Users warned to check laptops are not connecting to other networks

IT staff should take extra care when configuring wireless devices, following a warning that a default setting in Microsoft XP...

IT staff should take extra care when configuring wireless devices, following a warning that a default setting in Microsoft XP leaves laptop PCs vulnerable to unauthorised connection when used within range of 802.11b networks.

The warning came after wireless security specialists found that XP allowed wireless cards to search for access points from start-up without users' knowledge

John Collins, senior analyst at Quocirca, advised users to check they had basic security precautions in place and criticised suppliers for shipping products with default settings that made wireless systems vulnerable.

Rich Mironov, vice-president for marketing at wireless network testing supplier AirMagnet, said his company had discovered examples of users' PCs polling for wireless access points. In one case, employees at a Boston bank were found to be linked into eight wireless networks belonging to local companies.

Mironov said, "The issues are all driven by default configurations of the operating system. Most new notebooks immediately start looking for access points on start-up. If they do not find any access points at start-up, they will continue to poll indefinitely."

He said that when laptops spot an access point, they may connect to it with no security.

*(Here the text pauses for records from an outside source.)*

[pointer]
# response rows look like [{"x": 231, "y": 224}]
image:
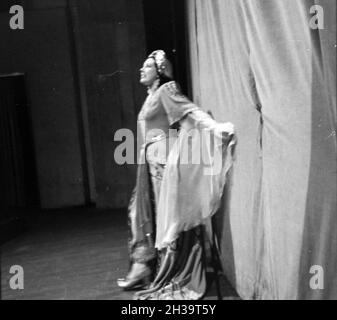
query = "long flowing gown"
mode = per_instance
[{"x": 173, "y": 198}]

Such traffic is doubly dangerous, he said, because it may be sent in the clear or be going to an access point that is not part of the enterprise.

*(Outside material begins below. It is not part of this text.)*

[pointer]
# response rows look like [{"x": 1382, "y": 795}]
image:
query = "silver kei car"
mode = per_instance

Mironov advised users to ensure administrators turn off default settings that allowed laptops to poll for access points.

Collins said, "Ethernet is a broadcast environment, and when you use a wireless network you are potentially broadcasting your presence if you use default settings.

"Suppliers assume that people will turn on security features but this is naive and lazy. Network suppliers should be setting security to a higher level, with people turning off what they do not want."

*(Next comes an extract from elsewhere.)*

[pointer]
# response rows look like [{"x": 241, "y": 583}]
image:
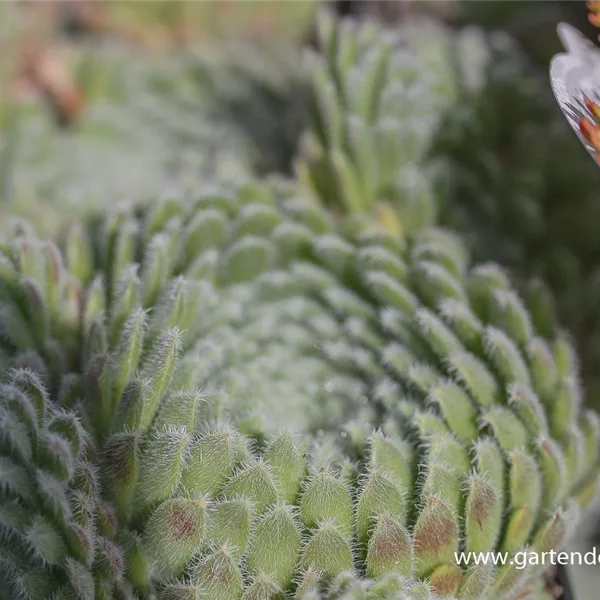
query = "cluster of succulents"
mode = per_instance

Stuart Okin, Microsoft's chief security strategist, said users cannot rely on default security and must implement public key infrastructure and IP Sec VPNs to secure wireless Lans.

He said Microsoft had a policy of switching off security features by default because it sought to balance security and functionality, but this approach was being changed with the company's Trustworthy Computing drive.

XP would be fixed to prevent default polling of access points with the issue of SP2 in 2004, said Okin.